In this work, we propose a novel analysis lines and comparative lines of the six alloy elements of the tool steel (W, Cr, V, Si, Mn, Mo) within the bandwidth of 280nm~310nm wavelength for carrying out the simultaneous quantitative analysis for the six alloy elements of the tool steel. Steels have fundamentally different in their qualities depending on the types and amounts of elements added. In reality, special steels are produced for the several purposes.

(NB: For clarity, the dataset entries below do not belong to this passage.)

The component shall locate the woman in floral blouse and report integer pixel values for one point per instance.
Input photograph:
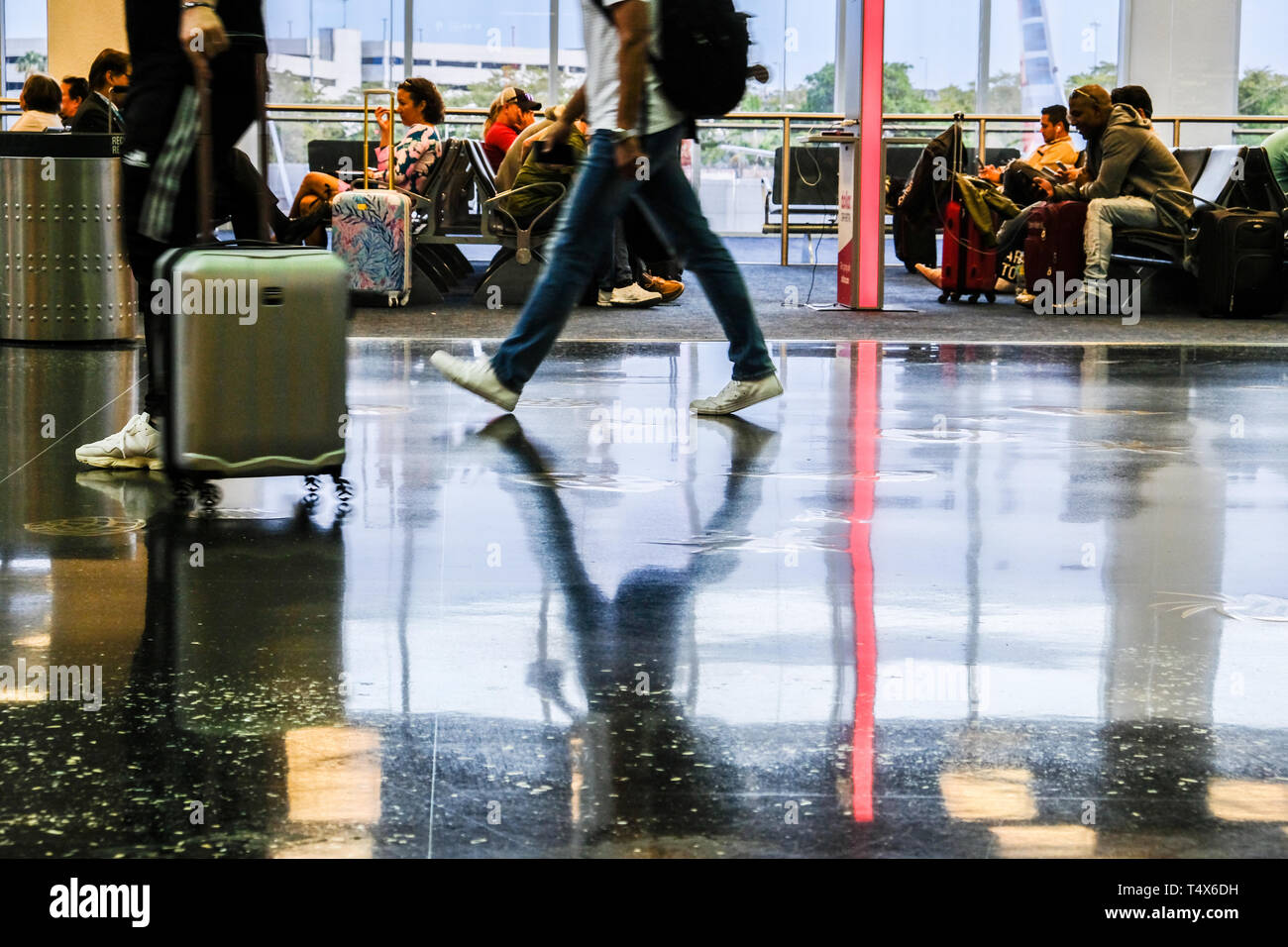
(420, 107)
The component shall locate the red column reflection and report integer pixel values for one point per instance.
(867, 380)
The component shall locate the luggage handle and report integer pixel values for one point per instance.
(366, 111)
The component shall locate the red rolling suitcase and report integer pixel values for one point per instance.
(1055, 244)
(969, 269)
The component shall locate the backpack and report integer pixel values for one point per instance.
(702, 68)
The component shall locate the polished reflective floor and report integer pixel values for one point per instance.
(936, 600)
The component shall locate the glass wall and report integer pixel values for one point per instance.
(1262, 65)
(24, 47)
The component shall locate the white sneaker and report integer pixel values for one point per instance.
(634, 296)
(136, 446)
(476, 376)
(738, 394)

The correct and rapid analysis of the amounts of elements required and impurities involved for the steel produced is important for the quality of the product. The most frequently used additives in the metal industry are the six elements mentioned above. However, the method of simultaneous and rapid analysis of the above-mentioned elements is not completed. Here the key point is to choose an analysis line and a comparative line for each element used in the analysis. Especially, tool steel plays an important role in the machining industry. The ultraviolet sensors have been extensively used for the spectrum analysis in the steel industry in recent years. We propose a method that quickly analyses tool steel material by combining the ultraviolet sensor with a computer. We choose an analysis line and a comparative line for Si, Mn and Al, which are auxiliary impurities, and for W, Cr and V, which are main alloy components, and make a test curve. According to our recent work, this is the first paper that deals with the analysis of the tool steel by combination of ultraviolet sensor and computer.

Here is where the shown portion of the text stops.